Dus hij zegt: rūpa-raghunātha-pade hoibe ākuti. Van Rūpa Gosvāmī tot Raghunātha dāsa Gosvāmī, er waren zes Gosvāmīs: Rūpa, Sanātana, Gopāla Bhaṭṭa, Raghunātha Bhaṭṭa , Jīva Gosvāmī, Raghunātha dāsa Gosvāmī. Dus hij zegt: rūpa-raghunātha-pade; "Van Rūpa Gosvāmī naar Raghunātha dāsa Gosvāmī," pade; "Aan hun lotusvoeten. Wanneer zal ik verlangen om aan hun lotusvoeten gehecht te raken ..." Rūpa-raghunātha-pade, hoibe ākuti. Ākuti, begerigheid. Wat is deze begerigheid? Dat betekent om Rādhā-Kṛṣṇa te begrijpen onder leiding van de Gosvāmīs. Men moet niet proberen om Rādhā-Kṛṣṇa op zijn eigen manier te begrijpen. Dat zal hem niet helpen. Want de Gosvāmīs hebben ons aanwijzingen gegeven zoals de Bhakti-rasāmṛta-sindhu. Dus men moet het stap voor stap volgen, hoe vooruitgang te maken. Dan zal er een gelukkige dag zijn wanneer we in staat zullen zijn om te begrijpen wat het spel en vermaak of liefdevolle aangelegenheden tussen Rādhā en Kṛṣṇa is. Anders, als we het als een gewone jongen en meisje opvatten die hun gevoelens van liefde delen, dan zullen we het verkeerd begrijpen. Dan zullen we prakṛta-sahajiyā maken, slachtoffers van Vṛndāvana.

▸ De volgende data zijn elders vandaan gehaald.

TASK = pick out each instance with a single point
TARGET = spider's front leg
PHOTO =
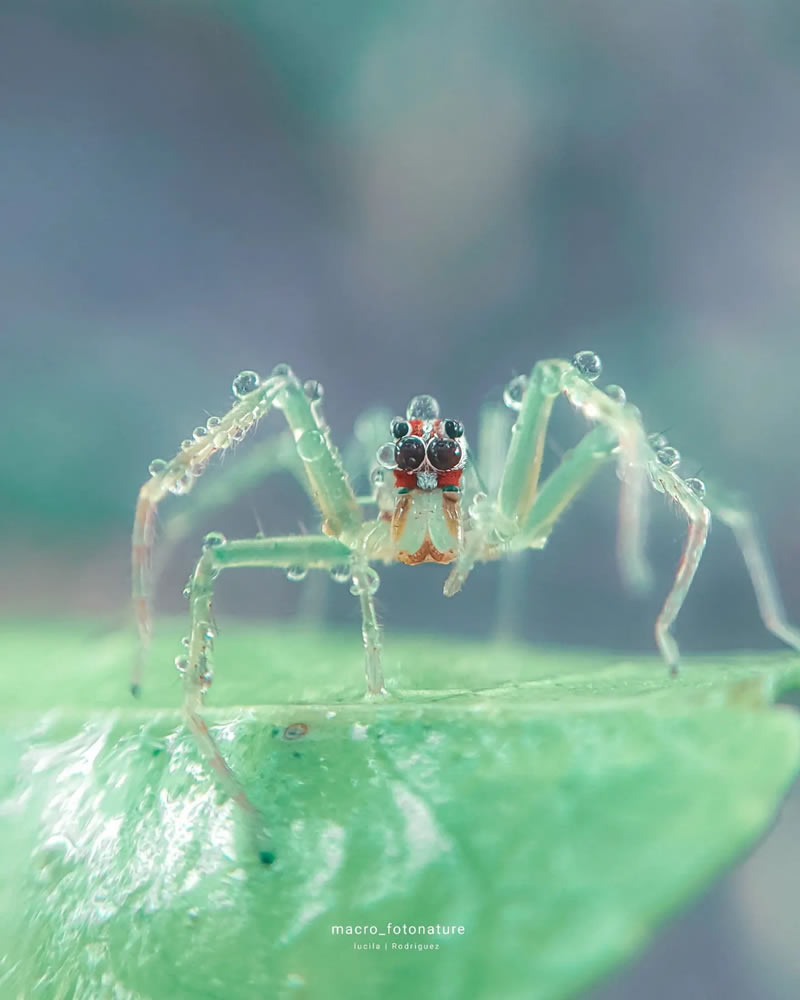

Dus Narottama dāsa Ṭhākura geeft ons aanwijzingen, hoe men het hoogste perfecte niveau kan bereiken van omgang met Rādhā en Kṛṣṇa. Als eerste moet men erg zijn gehecht aan Śrī Caitanya Mahāprabhu. Dat zal ons leiden. Omdat Hij het begrip van het Kṛṣṇa-bewustzijn kwam brengen. Daarom moet men zich ten eerste overgeven aan Śrī Caitanya Mahāprabhu. Door je over te geven aan Śrī Caitanya Mahāprabhu zal Nityānanda Prabhu geplezierd zijn. En door Hem te plezieren zullen wij worden bevrijd van materiële verlangens. En als er geen materiële verlangens meer zijn dan zullen we in staat zijn om Vṛndāvana binnen te gaan. En na het binnengaan in Vṛndāvana, als we begerig zijn om de zes Gosvāmīs te dienen, dan kunnen we het platform bereiken om het spel en vermaak van Rādhā en Kṛṣṇa te begrijpen.